Set in the year 2052,
the novel depicts a future, authoritarian England divided into two
distinct societies: the modern, overpopulated "Conurbs" and the
aristocratic, rarefied "County"; the former consists of crowded city
districts and all-pervasive technology while the latter is made up of
manors and rolling countrysides typical of 19th-century England. The
novel follows a young Conurban named Rob as he comes to experience life
in both worlds, uncovering truths and choosing sides in the process.
The beginning of the cold weather brought a desire to disappear into the clutches of an old favourite and having read both 'Empty World' and 'The World in Winter' fairly recently another John Christopher seemed like the way to go.
In 'The Guardians' we have what in many ways is a book that, rather unexpectedly, explores similar ground to 'Nineteen Eighty Four' particularly in the books denouement.

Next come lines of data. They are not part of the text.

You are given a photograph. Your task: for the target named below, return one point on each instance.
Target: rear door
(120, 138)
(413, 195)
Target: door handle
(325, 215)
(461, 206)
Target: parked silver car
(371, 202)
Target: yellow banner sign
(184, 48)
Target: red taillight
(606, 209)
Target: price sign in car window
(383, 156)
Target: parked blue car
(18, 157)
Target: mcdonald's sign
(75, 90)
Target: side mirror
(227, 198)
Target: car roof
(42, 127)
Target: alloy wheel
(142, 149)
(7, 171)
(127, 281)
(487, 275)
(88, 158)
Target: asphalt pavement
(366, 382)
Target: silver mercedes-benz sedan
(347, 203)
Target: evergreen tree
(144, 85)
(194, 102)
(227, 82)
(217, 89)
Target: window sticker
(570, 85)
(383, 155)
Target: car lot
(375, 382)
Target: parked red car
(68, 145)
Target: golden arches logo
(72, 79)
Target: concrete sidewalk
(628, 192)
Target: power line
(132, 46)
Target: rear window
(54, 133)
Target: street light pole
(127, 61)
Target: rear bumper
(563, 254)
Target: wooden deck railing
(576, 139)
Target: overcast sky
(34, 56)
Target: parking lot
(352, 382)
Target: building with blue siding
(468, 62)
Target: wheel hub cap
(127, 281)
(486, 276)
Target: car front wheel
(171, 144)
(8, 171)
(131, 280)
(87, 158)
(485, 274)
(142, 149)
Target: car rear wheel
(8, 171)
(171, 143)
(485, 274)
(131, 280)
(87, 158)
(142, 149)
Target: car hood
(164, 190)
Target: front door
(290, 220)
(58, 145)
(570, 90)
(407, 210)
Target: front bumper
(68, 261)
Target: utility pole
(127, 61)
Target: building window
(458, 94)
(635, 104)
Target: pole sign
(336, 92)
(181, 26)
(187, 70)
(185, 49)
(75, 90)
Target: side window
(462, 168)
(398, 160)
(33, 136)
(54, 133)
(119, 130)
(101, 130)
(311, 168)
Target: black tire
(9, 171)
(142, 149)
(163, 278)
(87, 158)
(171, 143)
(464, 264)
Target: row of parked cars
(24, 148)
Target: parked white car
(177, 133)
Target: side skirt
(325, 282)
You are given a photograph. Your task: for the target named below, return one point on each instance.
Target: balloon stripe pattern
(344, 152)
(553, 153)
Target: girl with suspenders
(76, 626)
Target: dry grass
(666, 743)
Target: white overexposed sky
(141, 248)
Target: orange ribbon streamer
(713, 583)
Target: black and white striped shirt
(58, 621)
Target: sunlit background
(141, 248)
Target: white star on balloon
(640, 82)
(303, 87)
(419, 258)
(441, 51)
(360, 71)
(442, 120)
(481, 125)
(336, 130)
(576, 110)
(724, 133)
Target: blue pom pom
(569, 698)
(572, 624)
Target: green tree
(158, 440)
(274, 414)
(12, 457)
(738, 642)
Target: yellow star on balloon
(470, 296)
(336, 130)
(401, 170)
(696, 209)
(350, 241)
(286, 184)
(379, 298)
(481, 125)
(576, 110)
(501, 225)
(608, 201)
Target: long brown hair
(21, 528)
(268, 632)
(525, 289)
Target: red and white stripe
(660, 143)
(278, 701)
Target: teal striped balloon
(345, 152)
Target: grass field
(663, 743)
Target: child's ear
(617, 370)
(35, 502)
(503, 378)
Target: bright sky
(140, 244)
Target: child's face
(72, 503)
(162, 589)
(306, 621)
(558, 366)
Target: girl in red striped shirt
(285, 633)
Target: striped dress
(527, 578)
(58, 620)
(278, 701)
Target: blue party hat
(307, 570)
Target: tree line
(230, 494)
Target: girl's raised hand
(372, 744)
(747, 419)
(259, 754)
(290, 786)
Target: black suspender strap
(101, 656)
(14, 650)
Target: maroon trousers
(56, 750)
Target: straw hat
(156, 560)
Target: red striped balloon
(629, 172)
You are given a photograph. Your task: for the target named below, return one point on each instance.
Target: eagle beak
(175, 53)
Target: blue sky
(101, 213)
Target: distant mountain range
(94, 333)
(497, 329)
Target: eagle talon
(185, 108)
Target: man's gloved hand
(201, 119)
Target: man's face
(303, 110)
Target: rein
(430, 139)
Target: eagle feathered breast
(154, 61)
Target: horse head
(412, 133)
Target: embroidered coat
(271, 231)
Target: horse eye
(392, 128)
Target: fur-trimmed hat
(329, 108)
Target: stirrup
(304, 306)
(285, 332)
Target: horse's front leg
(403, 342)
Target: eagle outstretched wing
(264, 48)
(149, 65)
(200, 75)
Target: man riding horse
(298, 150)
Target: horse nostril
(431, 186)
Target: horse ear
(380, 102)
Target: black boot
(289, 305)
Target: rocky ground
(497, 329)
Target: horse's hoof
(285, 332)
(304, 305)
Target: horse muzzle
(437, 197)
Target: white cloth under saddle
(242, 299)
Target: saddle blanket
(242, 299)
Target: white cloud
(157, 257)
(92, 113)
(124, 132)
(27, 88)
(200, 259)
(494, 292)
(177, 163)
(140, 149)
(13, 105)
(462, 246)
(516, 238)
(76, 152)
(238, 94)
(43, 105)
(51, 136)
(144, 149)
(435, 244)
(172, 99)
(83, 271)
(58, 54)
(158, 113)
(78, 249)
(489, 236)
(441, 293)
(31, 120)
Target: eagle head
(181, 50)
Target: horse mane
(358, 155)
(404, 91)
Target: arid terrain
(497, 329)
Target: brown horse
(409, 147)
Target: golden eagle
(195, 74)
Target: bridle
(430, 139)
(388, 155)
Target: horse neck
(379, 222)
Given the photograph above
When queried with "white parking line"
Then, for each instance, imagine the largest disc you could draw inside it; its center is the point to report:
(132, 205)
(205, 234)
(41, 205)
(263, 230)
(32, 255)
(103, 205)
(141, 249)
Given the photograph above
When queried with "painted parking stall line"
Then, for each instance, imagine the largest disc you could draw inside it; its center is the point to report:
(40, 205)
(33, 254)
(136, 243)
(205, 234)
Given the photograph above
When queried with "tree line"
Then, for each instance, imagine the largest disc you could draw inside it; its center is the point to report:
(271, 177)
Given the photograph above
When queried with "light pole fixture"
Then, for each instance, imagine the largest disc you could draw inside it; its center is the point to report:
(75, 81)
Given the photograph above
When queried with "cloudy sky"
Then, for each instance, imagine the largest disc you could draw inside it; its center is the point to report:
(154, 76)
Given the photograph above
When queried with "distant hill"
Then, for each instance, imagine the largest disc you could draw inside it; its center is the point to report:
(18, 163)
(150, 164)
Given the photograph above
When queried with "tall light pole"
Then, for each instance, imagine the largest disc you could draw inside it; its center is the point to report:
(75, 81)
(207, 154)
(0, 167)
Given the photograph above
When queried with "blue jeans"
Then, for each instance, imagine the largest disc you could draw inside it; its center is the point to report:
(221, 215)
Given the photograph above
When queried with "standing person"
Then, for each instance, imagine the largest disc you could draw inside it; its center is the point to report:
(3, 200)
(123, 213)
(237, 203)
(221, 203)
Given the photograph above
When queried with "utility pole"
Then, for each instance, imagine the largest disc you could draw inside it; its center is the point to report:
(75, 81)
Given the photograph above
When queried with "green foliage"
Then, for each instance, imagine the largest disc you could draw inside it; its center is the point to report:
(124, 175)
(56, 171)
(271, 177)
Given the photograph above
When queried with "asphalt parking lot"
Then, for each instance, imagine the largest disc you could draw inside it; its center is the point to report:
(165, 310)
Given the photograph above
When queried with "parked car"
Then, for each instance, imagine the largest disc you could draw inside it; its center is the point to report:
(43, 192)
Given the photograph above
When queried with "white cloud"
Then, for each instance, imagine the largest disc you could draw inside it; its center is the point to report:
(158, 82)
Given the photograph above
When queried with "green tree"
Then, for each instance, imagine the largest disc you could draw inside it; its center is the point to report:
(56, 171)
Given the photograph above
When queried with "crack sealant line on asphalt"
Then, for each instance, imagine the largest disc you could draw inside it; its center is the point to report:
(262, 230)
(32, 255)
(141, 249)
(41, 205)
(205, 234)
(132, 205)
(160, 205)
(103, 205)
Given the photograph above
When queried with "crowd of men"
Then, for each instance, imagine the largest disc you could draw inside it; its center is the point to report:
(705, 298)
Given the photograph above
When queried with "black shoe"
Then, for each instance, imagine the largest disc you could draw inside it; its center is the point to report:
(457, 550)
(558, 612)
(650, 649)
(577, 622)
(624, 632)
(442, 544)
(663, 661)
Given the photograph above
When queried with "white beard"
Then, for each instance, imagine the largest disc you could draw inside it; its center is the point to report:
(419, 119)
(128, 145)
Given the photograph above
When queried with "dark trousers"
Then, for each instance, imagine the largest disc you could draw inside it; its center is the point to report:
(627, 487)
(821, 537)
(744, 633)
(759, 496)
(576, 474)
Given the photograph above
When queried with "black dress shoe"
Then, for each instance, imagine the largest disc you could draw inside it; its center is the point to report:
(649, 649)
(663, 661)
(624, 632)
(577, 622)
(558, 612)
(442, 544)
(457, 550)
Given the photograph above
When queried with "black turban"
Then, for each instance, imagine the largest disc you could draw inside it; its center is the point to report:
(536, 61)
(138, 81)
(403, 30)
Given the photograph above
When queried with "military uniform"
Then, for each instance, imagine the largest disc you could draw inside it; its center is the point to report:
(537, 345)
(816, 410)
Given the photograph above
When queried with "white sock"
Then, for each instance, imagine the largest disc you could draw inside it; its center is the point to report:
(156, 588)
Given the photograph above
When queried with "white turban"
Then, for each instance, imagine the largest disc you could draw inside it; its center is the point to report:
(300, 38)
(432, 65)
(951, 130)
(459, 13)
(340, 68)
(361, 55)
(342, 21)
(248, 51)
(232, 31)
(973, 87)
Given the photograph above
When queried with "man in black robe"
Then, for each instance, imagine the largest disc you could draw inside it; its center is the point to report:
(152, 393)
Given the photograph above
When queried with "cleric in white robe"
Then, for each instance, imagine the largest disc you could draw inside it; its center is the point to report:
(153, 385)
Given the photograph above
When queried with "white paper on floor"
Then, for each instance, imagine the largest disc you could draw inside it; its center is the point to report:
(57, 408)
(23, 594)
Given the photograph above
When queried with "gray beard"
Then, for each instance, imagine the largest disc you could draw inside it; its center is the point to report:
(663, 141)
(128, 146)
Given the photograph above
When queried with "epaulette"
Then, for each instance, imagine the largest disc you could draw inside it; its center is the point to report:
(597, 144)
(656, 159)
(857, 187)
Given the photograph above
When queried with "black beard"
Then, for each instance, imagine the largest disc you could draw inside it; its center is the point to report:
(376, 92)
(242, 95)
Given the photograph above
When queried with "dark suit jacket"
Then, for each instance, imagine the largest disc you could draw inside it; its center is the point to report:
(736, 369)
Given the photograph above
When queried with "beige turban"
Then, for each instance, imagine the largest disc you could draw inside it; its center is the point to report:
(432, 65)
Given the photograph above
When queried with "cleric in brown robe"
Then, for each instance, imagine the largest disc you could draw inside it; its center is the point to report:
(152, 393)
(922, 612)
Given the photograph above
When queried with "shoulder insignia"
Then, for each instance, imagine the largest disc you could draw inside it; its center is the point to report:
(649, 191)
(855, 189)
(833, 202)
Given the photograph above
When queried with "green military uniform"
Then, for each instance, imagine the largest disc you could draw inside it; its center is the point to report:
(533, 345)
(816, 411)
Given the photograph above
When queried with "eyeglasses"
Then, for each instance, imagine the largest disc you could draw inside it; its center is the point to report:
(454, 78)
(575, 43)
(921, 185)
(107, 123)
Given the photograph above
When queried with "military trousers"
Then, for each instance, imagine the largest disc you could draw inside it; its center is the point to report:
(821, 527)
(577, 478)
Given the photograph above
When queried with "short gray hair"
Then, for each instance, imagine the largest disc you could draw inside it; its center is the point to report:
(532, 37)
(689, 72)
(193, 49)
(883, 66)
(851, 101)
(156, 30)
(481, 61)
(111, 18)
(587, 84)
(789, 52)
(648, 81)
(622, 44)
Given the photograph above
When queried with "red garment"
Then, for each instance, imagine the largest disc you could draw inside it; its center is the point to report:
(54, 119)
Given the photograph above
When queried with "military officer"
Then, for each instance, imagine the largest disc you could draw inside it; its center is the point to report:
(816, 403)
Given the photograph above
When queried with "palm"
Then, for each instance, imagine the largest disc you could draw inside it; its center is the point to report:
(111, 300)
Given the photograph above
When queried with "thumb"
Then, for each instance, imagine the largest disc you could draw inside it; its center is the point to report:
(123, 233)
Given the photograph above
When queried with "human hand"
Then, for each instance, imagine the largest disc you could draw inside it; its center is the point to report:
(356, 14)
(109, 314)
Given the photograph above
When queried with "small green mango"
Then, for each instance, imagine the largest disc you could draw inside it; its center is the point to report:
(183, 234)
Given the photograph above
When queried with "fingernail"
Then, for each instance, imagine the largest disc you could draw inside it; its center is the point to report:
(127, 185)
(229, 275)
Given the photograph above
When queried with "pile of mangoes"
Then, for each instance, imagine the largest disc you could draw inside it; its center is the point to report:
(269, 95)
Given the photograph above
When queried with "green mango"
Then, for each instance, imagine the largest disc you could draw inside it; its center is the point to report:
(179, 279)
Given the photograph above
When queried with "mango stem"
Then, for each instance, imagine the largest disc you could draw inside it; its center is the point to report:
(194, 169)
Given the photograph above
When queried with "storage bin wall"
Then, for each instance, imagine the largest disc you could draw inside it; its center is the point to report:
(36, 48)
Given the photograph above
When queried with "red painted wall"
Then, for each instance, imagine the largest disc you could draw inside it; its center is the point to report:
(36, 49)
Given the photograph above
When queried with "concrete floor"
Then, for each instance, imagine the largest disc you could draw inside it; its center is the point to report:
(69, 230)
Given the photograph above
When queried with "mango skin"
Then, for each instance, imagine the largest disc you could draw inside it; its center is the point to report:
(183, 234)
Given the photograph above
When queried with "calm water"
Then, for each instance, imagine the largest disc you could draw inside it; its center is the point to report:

Young Rob Randall, born into a working class family in an industrial town (or 'Conurb') and raised by father, is essentially different from both his peers and the other inhabitants of the Conurb, isolated by his bookishness and by his loner tendencies. Orphaned early on in the book and sent to an extremely strict boarding school from which he promptly legs it Rob finds sanctuary in the anachronistic idyll of the 'Country'. As Rob makes the transition between the two worlds he is very much
caught up in all his new life has to offer whilst conversely his arrival
offers new perspectives for his new Country friend, Mike, and so as Rob finds refuge and friendship with Mike's kindly family things slowly start to spiral out of control.
For much of the book this is very much an examination of both class and the city / country divide. The Conurb dwellers are ill-educated, brutal, obsessed by violent sports and dismissive of those they feel to be lazy and purposeless Country snobs. For their part the Country dwellers are idle and rich, entertaining themselves with parties, athletic sports days, hunts, hobbies and gossip and are dismissive of the boorish, violent, uncouth Conurb folk.
It's an almost typical Christopher novel in that it hares along with his easy prose carrying you through the book yet it also feels slightly unfinished; not so much in terms of the book itself but rather unfinished as a story. You are left with the suspicion that Christopher was leaving the door open for a sequel that never happened. Also there are marked similarities here to the French chateau sequence in the first of his Tripods trilogy, 'The White Mountains'.
As ever though this is a perfectly enjoyable read that manages to create a fairly honest and realistic(ish) world and a fun little story in a very limited number of pages. It's far from being one of his best but when nothing else offers itself up it's well worth an evening of your time.